After the wedding, Jude finds life in Melchester terribly depressing without Sue. He unrealistically hopes Sue will come back to him some days later. Hearing Aunt Drusilla is sick, he goes to Marygreen to visit her. At the same time, his old employer offers him work at Christminster. Aunt Drusilla is worse than Jude expected, and so he writes to Sue, suggesting she come and see her aunt. He offers to meet her at Alfredston Road on his way back from Christminster.

At Christminster he is haunted by painful memories and decides not to stay there. He steps into a pub with his friend Tinker Taylor (the same pub where he had boastfully recited the Creed). At the bar, he is startled to see Arabella working as a barmaid. He goes up to her, and she explains that she returned from Australia three months ago. He arranges to meet Arabella later that evening in order to decide what to do. Therefore he has to miss his meeting with Sue.

Notes

The reappearance of Arabella at this juncture in the novel is an example of the fantastic coincidences that one encounters in Hardy's prose. There is a kind of inevitability about it: Jude cannot escape his fate. He is upset at his inability to keep the appointment with Sue at Alfredston. In his simplicity he thinks of this as a kind of divine punishment: "Arabella was perhaps an intended intervention to punish him for his unauthorized love." For him it serves as a reminder that he is still morally and legally bound to Arabella.

CHAPTER 9

Summary

Having spent the night together as man and wife, Jude and Arabella return to Christminster the next day. Arabella tells Jude that she has remarried a Sydney hotel manager while in Australia, and that her new husband is thinking of following her to England. Jude is amazed and angry, but Arabella appears unconcerned about the fact that it is a bigamous marriage and invalid according to law. She declares that she may return to her Australian husband.

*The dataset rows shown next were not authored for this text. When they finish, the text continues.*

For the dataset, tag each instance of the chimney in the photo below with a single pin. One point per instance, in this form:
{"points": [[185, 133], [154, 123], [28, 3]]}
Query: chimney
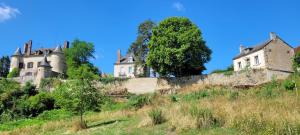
{"points": [[29, 47], [66, 44], [273, 35], [242, 48], [119, 56], [25, 48]]}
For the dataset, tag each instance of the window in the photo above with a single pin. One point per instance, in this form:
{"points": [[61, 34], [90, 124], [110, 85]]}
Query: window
{"points": [[28, 74], [130, 59], [256, 60], [30, 65], [21, 65], [240, 65], [248, 62], [130, 70]]}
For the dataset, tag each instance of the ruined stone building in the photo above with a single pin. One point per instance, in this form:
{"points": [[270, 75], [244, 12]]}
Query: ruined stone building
{"points": [[34, 65], [273, 54]]}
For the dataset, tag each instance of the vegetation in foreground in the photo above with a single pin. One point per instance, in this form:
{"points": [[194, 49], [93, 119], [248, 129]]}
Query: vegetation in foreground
{"points": [[272, 108]]}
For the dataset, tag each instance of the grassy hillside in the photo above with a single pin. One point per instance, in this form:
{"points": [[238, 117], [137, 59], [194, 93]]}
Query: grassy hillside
{"points": [[273, 108]]}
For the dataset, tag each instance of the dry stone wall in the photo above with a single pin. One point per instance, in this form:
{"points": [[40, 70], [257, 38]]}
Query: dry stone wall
{"points": [[244, 78]]}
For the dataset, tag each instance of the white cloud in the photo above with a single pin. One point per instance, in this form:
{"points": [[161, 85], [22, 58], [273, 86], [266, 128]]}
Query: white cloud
{"points": [[7, 12], [178, 6]]}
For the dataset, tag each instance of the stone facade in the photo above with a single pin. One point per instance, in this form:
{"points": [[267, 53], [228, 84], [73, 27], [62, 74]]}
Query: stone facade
{"points": [[237, 79], [125, 67], [38, 64], [273, 54]]}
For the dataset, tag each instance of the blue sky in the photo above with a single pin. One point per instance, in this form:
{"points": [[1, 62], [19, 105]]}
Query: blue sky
{"points": [[112, 24]]}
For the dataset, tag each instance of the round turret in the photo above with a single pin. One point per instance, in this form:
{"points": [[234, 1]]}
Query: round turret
{"points": [[15, 59], [58, 60]]}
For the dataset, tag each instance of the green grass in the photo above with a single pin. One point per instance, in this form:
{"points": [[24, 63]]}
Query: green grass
{"points": [[267, 109]]}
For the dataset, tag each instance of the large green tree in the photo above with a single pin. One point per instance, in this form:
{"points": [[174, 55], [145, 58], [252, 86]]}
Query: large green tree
{"points": [[177, 48], [140, 46], [296, 61], [4, 66], [78, 55]]}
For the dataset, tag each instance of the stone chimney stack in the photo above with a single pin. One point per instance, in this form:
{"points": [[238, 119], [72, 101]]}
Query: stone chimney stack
{"points": [[242, 48], [25, 48], [66, 44], [119, 56], [273, 35]]}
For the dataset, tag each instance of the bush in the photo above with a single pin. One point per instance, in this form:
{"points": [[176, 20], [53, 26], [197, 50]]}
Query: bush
{"points": [[14, 73], [233, 95], [138, 101], [289, 85], [55, 114], [156, 116], [204, 117], [174, 98]]}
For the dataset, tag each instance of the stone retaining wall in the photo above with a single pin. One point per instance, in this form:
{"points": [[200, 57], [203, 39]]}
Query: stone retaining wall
{"points": [[245, 78]]}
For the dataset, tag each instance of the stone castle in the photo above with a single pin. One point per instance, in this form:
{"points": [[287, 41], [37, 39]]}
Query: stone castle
{"points": [[34, 65]]}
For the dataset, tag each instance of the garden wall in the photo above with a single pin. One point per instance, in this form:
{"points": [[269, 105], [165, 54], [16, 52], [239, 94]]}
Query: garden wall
{"points": [[245, 78]]}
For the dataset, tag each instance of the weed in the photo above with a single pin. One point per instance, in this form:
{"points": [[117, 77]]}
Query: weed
{"points": [[156, 116]]}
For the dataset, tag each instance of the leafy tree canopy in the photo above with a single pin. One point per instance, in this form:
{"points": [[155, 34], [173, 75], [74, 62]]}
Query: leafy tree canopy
{"points": [[4, 66], [140, 46], [78, 56], [177, 48]]}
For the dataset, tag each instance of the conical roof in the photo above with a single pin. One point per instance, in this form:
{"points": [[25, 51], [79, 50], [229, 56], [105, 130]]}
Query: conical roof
{"points": [[18, 52], [44, 62]]}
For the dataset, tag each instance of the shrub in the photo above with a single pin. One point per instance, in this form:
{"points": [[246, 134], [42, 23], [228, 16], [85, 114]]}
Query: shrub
{"points": [[14, 73], [138, 101], [156, 116], [233, 95], [204, 117], [289, 85], [40, 102], [174, 98], [29, 89], [196, 95], [55, 114], [250, 124]]}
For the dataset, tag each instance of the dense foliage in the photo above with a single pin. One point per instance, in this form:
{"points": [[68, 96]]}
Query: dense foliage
{"points": [[177, 48], [78, 56], [139, 48], [296, 61], [4, 66], [14, 73]]}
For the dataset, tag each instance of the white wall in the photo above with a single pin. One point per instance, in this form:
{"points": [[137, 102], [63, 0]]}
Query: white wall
{"points": [[261, 57], [124, 70]]}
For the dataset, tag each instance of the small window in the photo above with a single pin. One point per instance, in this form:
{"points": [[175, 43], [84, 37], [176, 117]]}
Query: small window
{"points": [[240, 65], [130, 70], [28, 74], [248, 62], [130, 59], [256, 59], [30, 65], [21, 65]]}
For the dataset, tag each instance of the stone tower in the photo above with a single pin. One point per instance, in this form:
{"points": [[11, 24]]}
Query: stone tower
{"points": [[58, 60], [15, 59], [44, 70]]}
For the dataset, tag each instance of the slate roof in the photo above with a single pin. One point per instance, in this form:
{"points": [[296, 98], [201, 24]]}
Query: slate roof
{"points": [[297, 49], [253, 49]]}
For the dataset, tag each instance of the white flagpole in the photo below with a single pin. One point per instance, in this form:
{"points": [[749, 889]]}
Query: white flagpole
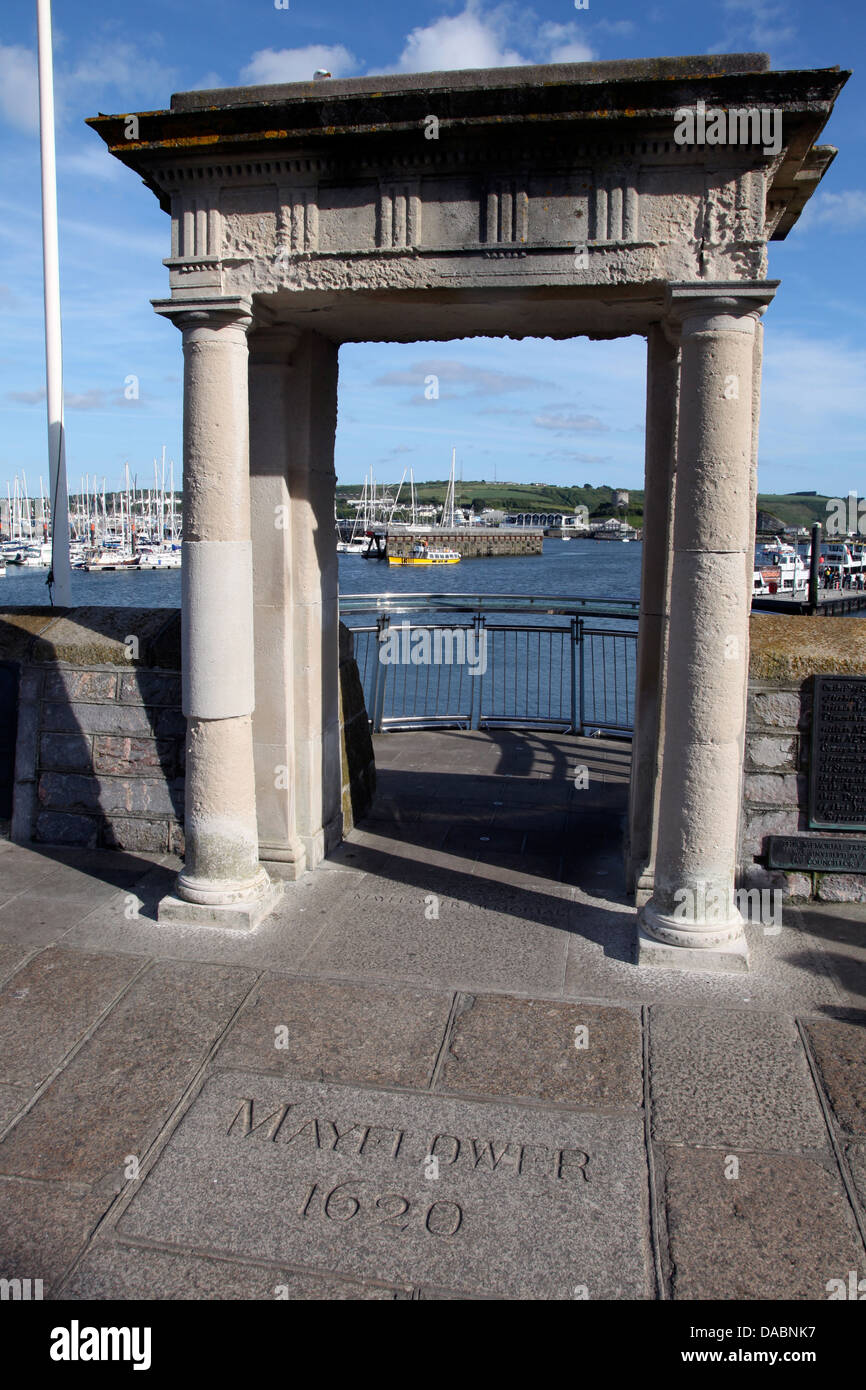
{"points": [[61, 570]]}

They part and Jude continues walking through Christminster when he suddenly meets Sue, who has come to look for him. She is anxious at his not having kept his appointment and afraid that he might have been drinking. Jude does not tell her about Arabella's return, and they take the train back to Marygreen to see Aunt Drusilla. Jude has a feeling that Sue is not very happy with Phillotson although she speaks of him as a kind, generous husband. When they reach Aunt Drusilla's cottage, they are surprised to see that she is up and about, against doctor's orders. She tells Sue that marrying Phillotson was indeed a foolish thing to do. Sue is distressed and later admits to Jude that as Aunt Drusilla says, she should not have married. Asking Jude not to visit her, Sue leaves and goes back to Phillotson.

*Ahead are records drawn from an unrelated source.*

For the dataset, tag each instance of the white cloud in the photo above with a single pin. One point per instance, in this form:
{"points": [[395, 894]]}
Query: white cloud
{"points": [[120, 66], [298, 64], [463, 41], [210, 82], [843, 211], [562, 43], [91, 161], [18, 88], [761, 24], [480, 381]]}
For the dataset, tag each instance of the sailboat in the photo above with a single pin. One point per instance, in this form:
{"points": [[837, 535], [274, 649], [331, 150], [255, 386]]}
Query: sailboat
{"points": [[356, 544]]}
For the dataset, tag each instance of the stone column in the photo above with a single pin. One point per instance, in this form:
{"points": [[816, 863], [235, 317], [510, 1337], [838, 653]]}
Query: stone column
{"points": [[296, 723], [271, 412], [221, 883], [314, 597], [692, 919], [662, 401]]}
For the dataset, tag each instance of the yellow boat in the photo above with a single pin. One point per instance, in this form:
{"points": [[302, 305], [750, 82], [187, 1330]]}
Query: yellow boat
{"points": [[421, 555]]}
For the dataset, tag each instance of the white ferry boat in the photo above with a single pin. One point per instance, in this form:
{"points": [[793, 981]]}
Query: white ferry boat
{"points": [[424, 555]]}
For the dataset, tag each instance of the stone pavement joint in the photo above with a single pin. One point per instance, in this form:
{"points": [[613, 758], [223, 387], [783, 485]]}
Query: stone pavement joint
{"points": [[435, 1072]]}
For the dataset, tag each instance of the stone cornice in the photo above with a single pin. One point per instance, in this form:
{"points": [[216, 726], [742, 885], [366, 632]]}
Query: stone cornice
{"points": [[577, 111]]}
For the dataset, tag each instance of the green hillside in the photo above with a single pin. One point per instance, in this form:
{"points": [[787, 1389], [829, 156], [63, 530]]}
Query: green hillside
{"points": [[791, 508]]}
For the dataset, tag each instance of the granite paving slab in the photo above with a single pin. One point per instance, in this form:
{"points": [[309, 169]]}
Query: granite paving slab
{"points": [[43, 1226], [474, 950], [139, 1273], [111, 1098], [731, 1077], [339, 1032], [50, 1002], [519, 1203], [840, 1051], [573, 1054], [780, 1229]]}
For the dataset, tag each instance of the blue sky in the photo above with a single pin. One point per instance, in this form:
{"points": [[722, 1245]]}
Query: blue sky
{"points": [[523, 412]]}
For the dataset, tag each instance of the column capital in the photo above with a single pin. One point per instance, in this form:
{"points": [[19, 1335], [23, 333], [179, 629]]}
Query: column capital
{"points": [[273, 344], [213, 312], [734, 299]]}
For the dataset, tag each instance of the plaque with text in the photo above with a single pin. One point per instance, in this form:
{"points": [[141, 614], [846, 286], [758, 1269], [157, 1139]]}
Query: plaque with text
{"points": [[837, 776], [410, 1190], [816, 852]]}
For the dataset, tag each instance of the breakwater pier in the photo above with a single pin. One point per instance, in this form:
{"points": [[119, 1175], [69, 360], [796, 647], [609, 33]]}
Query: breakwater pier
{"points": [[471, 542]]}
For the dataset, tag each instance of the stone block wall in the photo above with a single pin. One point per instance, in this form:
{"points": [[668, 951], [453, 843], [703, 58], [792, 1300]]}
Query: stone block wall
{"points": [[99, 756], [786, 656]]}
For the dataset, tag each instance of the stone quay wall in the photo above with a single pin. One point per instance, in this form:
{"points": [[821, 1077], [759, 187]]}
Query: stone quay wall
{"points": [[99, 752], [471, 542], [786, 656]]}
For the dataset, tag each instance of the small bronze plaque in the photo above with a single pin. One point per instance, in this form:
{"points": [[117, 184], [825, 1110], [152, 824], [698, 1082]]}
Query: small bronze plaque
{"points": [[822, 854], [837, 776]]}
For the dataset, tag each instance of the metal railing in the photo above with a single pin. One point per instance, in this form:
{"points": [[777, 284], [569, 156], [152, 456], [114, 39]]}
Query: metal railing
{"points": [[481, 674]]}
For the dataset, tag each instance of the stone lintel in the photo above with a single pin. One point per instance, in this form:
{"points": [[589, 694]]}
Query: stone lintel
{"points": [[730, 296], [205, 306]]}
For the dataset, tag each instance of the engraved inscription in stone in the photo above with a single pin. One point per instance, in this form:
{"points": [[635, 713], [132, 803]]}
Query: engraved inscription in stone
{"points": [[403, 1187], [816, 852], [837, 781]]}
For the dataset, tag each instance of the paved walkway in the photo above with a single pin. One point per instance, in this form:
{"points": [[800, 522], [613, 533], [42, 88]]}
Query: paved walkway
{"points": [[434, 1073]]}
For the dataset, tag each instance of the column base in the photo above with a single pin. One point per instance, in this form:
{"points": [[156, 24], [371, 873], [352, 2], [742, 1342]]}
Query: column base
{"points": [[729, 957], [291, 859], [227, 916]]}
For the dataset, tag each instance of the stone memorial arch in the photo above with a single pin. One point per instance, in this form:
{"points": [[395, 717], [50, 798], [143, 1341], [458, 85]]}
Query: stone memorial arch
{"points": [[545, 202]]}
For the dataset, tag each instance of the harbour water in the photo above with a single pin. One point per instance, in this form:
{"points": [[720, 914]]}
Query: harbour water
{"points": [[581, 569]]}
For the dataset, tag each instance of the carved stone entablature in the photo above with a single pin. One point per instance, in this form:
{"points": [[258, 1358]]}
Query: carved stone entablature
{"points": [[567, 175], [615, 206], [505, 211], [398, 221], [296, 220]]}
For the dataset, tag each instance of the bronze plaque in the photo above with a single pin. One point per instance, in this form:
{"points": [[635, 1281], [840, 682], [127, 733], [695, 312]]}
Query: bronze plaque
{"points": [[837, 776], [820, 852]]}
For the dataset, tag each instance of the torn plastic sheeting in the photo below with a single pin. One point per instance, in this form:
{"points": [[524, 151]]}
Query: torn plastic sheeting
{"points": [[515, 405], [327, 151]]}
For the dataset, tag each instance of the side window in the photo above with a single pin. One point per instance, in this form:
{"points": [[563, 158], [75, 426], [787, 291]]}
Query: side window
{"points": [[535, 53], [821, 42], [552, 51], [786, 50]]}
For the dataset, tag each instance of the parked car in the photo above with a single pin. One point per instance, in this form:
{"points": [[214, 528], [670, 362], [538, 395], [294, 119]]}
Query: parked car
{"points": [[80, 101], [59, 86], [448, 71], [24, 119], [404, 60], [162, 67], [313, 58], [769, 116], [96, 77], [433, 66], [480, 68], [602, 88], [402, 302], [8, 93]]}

Jude remains at Marygreen, trying to discipline himself by reading church history and sermons. A few days later a letter from Arabella announces that she has rejoined her Australian husband in London, who is now running a pub in Lambeth. She hopes Jude will keep quiet about their earlier marriage.

Notes

Hardy brings out the contrast between Arabella and Sue even more sharply in this chapter. As soon as Jude sees Sue, he repents the night he has spent with Arabella. Sue appears almost "ethereal" and "incarnate as to seem at times impossible as a human life." Although Sue is all praise for Phillotson as a husband, Jude is sensitive enough to sense her unhappiness: "There was something in her face which belied her late assuring words. (...) He was convinced she was unhappy although she had not been a month married." After Aunt Drusilla's criticism, Sue almost admits the truth: "Perhaps I ought not to have married." The reader realizes that what Jude suspected all along is true: this marriage is a disaster and his fears were not unfounded.

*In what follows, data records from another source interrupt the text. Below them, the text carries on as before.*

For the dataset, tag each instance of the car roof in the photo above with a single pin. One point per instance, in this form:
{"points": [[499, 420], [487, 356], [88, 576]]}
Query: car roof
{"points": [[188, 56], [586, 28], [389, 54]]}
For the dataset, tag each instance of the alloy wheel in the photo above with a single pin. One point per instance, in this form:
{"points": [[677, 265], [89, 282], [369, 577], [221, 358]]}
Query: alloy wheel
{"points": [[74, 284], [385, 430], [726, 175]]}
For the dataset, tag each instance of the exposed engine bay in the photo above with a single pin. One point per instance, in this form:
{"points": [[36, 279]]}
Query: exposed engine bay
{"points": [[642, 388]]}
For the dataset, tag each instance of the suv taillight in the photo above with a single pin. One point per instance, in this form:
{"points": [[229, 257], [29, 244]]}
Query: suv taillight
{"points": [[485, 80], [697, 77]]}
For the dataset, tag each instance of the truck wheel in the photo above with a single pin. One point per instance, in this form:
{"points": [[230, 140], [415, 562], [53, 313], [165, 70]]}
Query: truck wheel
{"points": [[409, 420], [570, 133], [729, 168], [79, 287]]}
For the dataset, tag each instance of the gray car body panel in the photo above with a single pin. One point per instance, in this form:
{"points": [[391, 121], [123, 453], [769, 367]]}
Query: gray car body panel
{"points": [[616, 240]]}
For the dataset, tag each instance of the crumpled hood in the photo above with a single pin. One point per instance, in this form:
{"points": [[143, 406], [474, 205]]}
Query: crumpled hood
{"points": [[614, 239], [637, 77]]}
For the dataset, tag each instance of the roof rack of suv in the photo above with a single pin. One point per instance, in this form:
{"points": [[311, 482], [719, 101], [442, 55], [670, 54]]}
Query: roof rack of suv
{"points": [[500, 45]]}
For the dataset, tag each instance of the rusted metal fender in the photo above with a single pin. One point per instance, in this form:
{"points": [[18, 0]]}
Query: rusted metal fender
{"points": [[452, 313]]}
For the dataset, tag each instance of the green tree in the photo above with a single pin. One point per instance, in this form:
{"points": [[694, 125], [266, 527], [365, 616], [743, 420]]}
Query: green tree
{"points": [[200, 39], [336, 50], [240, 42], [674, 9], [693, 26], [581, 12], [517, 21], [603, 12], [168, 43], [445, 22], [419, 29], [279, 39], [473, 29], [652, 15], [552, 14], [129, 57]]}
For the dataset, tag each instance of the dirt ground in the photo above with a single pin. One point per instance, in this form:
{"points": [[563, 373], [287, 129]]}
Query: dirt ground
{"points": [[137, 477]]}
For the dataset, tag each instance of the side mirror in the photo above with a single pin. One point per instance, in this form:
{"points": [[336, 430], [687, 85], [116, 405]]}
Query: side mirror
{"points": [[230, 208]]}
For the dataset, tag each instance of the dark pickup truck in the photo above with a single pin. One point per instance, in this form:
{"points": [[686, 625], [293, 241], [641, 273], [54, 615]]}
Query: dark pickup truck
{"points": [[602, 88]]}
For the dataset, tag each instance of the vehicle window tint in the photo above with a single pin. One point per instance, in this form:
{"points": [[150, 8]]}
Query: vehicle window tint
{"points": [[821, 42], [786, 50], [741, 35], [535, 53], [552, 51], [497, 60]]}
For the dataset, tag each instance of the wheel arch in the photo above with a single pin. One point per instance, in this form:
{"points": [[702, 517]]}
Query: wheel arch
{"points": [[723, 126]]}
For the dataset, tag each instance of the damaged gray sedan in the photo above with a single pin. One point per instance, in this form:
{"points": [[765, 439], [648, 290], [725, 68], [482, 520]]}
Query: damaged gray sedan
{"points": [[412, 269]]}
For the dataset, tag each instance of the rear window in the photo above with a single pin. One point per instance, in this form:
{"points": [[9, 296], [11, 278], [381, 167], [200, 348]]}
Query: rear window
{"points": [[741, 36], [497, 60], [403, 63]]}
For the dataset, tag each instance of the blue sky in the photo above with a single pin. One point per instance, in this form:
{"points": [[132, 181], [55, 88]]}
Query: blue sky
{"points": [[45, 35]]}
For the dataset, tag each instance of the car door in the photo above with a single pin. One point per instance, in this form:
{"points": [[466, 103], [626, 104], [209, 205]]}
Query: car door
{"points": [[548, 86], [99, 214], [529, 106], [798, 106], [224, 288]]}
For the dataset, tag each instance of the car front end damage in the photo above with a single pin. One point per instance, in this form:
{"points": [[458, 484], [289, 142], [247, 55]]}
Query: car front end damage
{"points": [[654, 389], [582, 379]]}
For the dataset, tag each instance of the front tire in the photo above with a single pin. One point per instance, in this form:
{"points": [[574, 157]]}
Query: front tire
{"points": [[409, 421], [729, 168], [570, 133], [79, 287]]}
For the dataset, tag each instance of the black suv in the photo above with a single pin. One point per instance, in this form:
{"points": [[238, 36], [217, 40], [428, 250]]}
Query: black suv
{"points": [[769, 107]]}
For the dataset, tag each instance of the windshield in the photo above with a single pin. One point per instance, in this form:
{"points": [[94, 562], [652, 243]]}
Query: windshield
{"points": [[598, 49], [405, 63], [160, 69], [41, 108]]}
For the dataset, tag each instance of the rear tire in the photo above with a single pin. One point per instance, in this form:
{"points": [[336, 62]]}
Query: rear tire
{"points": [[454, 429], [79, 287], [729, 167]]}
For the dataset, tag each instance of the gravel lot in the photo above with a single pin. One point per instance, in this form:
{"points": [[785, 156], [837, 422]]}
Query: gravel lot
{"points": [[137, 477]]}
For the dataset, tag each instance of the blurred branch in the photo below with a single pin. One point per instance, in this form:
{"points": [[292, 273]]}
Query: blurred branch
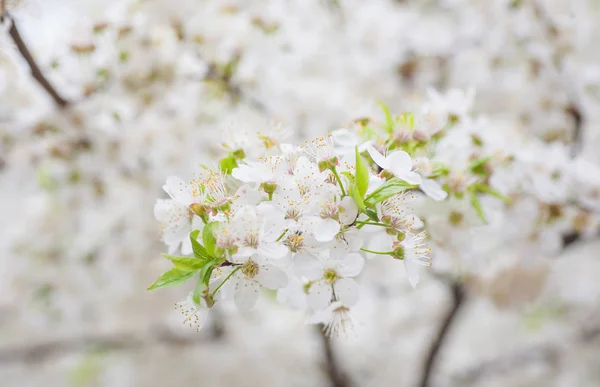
{"points": [[458, 299], [336, 376], [573, 108], [35, 70], [32, 353], [551, 353]]}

Arabella, for her part, appears to be quite amoral. She has no qualms about her bigamous marriage to the Australian. Of course, in Victorian England, being married to two husbands simultaneously would have carried a five-year prison term, but Arabella can obviously count on Jude to remain silent about the matter. The Australian husband is unaware of Jude's existence. The chapter ends with two marital triangles and five tangled lives.

CHAPTER 10

Summary

Determined to overcome his passion for Sue, Jude returns to Melchester and plunges seriously into his studies for the ministry. He begins to realize that his passions conflict with his aim of being a clergyman, and he decides to take up sacred music as a hobby. He joins a church choir and is deeply moved by a new hymn the choir is learning for Easter. On learning the composer is a professional musician living at Kennetbridge, Jude decides to meet him, hoping that the man will understand his spiritual conflict. But Jude is bitterly disappointed with the meeting. The man is interested only in making money and is planning to go into the wine trade, which will be far more lucrative as a business than music. Jude returns to Melchester where he finds a letter from Sue, inviting him to lunch with her that very Sunday. He immediately forgets all his resolutions and arranges to meet her later that week.

Notes

The reader sees in this chapter Jude's growing self-knowledge. He realizes that his attachment to Sue is incompatible with his priestly ministry: "his passion for Sue troubled his soul." He is tormented by doubts about his vocation: "he was a man of too many passions to make a good clergyman." One can sense his moral indecision getting the better of him. His tendency toward childish idealism is seen in his impulsive visit to the unknown composer at Kennetbridge. In his misery and loneliness he hopes for guidance and comfort; he is "a hungry soul in pursuit of a full soul." But the composer turns out to be a shrewd businessman, and Jude returns depressed and let down by reality. He cannot find a single person who can understand him. He has been disappointed even by Sue, who is now preoccupied with her own problems.

The letter from Sue shows Jude thoroughly at her beck and call. All his good resolutions and self-discipline conveniently vanish. His response to her request is immediate. His moral indecision indicates that his calling is now in doubt. He is seen drifting away from his long-held aspirations, torn as he is between two conflicting forces.